In the case studies, we demonstrate more complex use cases (e.g. training on much larger datasets) that we could not present in a Jupyter notebook. Further, we show how you can use the outputs of variant effect prediction in a subsequent statistical analysis (case 3). These examples reflect how we most often use Selene in our own projects, whereas the Jupyter notebooks survey the many different ways and contexts in which we can use Selene.

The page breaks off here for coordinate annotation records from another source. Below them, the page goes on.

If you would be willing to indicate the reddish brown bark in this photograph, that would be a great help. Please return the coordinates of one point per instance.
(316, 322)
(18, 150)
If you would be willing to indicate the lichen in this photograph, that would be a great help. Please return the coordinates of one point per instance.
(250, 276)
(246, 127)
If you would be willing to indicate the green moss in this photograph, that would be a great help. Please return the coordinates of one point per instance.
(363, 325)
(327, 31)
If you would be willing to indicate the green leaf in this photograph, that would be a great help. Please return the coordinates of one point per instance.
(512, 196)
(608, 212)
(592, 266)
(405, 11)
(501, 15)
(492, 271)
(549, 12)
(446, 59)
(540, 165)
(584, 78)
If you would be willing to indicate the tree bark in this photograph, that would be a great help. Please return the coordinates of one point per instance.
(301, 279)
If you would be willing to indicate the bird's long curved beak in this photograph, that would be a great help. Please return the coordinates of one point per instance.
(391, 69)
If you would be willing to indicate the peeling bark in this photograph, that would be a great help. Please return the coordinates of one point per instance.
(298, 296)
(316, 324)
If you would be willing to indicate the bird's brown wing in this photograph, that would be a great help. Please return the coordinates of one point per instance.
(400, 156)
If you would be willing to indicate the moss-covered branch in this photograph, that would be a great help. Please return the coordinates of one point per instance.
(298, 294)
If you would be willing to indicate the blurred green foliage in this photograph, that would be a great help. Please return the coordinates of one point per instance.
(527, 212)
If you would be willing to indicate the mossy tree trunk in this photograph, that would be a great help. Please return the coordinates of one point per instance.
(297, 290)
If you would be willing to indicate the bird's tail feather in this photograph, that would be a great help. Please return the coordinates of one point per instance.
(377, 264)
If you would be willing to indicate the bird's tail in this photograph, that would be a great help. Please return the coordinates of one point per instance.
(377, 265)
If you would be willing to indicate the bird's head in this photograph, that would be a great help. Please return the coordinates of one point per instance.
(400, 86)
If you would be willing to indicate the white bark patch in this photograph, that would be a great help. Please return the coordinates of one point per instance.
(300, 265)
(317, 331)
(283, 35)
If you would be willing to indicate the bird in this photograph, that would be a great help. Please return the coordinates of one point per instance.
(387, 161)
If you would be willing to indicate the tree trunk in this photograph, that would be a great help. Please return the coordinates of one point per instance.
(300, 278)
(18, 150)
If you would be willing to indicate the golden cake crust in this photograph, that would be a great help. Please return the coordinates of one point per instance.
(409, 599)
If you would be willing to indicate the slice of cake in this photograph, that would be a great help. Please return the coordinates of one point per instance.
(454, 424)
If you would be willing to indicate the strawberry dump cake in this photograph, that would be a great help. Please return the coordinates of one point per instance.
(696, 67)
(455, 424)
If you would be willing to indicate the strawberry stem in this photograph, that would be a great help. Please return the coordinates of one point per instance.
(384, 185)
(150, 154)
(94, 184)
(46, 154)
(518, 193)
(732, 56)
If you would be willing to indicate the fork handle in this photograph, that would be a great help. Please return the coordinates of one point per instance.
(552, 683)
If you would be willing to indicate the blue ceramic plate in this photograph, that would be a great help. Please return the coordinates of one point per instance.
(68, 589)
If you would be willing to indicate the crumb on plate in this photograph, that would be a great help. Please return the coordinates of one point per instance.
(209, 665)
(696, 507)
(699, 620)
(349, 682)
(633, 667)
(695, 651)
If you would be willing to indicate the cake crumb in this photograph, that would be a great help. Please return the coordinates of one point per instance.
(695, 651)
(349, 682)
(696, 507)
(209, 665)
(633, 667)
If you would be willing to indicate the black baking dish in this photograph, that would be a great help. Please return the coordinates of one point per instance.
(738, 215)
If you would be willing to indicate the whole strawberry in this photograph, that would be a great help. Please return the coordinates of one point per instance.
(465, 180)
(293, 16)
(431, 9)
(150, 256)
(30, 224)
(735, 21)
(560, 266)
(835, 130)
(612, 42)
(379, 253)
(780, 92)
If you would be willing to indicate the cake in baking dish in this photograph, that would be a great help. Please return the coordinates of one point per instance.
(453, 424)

We recommend that the examples be run on a machine with a CUDA-enabled GPU. All examples take significantly longer when run on a CPU machine. (See the following sections for time estimates.)

Tutorials

Tutorials for Selene are available here.

It is possible to run the tutorials (Jupyter notebook examples) on a standard CPU machine--you should not expect to fully finish running the training examples unless you can run them for more than 2-3 days, but they can all be run to completion on CPU in a couple of days. You can also change the training parameters (e.g. total number of steps) so that they complete in a much faster amount of time.

The non-training examples (variant effect prediction, in silico mutagenesis) can be run fairly quickly (variant effect prediction might take 20-30 minutes, in silico mutagenesis in 10-15 minutes).

Please see the README in the tutorials directory for links and descriptions to the specific tutorials.

Manuscript case studies

The code to reproduce case studies in the manuscript is available here.

Each case has its own directory and README describing how to run these cases. We recommend consulting the step-by-step breakdown of each case study that we provide in the methods section of the manuscript as well.

The manuscript examples were only tested on GPU. Our GPU (NVIDIA Tesla V100) time estimates:

  • Case study 1 finishes in about 1.5 days on a GPU node.
  • Case study 2 takes 6-7 days to run training (distributed the work across 4 v100s) and evaluation.
  • Case study 3 (variant effect prediction) takes about 1 day to run.

The case studies in the manuscript focus on developing deep learning models for classification tasks. Selene does support training and evaluating sequence-based regression models, and we have provided a tutorial to demonstrate this.